Professor Sophia Zoungas
MBBS, FRACP, PhD
President, Australian Diabetes Society. 

 

References

  1. Therapeutic Goods Administration. JARDIANCE empagliflozin 10 mg film-coated tablets blister pack. Public Summary. TGA eBS: TGA, 2016. (accessed 17 March 2016).
  2. Therapeutic Goods Administration. Prescription medicines: new or extended uses, or new combinations of registered medicines. TGA, 2017. (accessed 20 March 2017).
  3. Boehringer Ingelheim Pty Ltd. Jardiance (empagliflozin). Product Information. 2014. (accessed 17 March 2017).
  4. Federal Drug Administration. FDA approves Jardiance to reduce cardiovascular death in adults with type 2 diabetes. FDA News Release. FDA, 2 December 2016. (accessed 20 March 2017).
  5. Pharmaceutical Benefits Scheme. Empagliflozin. PBS, 2017. (accessed 17 March 2017).
  6. Royal Australian College of General Practitioners. General practice management of type 2 diabetes: 2016-18. East Melbourne, Victoria: RACGP, 2016, (accessed 17 March 2016).
  7. Zinman B, Wanner C, Lachin JM, et al. Empagliflozin, cardiovascular outcomes, and mortality in type 2 diabetes. N Engl J Med 2015;373:2117-28.
  8. Federal Drug Administration Advisory Committee. Endocrine and Metabolic Drug Advisory Commitee Meeting. FDA Briefing Document. FDA, June 28, 2016. (accessed 20 March 2017).
  9. Sarafidis PA, Tsapas A. Empagliflozin, cardiovascular outcomes, and mortality in type 2 diabetes. N Engl J Med 2016;374:1092.
  10. Zinman B, Lachin JM, Inzucchi SE. Empagliflozin, cardiovascular outcomes, and mortality in type 2 diabetes. N Engl J Med 2016;374:1094.
  11. Zinman B, Inzucchi SE, Lachin JM, et al.

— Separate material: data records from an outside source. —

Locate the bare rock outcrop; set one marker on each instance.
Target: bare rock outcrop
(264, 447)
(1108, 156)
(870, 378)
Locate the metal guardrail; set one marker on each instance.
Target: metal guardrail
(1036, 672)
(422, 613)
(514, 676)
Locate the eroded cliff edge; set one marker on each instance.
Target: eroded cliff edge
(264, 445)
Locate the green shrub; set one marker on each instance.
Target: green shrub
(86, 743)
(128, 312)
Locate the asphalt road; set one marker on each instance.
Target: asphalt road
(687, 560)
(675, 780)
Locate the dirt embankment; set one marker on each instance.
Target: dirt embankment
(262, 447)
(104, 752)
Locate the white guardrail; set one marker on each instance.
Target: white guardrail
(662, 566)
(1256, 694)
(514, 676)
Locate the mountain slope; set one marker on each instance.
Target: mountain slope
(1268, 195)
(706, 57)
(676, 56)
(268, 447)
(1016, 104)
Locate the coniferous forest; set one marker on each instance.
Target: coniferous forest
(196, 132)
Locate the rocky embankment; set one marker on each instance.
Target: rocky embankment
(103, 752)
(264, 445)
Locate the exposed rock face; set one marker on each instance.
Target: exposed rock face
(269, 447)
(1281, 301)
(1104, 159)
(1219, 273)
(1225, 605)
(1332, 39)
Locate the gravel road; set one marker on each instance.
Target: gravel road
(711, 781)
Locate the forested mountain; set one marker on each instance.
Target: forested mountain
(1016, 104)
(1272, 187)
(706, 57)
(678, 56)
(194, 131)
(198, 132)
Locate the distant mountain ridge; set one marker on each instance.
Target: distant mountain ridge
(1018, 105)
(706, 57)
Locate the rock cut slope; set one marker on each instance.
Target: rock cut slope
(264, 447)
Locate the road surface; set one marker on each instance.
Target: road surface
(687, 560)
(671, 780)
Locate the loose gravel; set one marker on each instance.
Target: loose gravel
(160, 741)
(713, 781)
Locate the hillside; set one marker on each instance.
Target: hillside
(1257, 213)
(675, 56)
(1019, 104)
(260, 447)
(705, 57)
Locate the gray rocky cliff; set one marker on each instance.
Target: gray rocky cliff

Rationale, design, and baseline characteristics of a randomized, placebo-controlled cardiovascular outcome trial of empagliflozin (EMPA-REG OUTCOME). Cardiovasc Diabetol 2014;13:102.
  12. Australian Institute of Health and Welfare. Cardiovascular disease, diabetes and chronic kidney disease: Australian facts: prevalence and incidence. AIHW, 2014, (accessed 20 March 2017).
  13. Australian Medicines Handbook. Empagliflozin. Adelaide: AMH Pty Ltd, 2017. (accessed 5 May 2017).
  14. Diabetes Australia. Managing your diabetes: hypoglycaemia. Living with diabetes. 2015. (accessed 24 May 2017).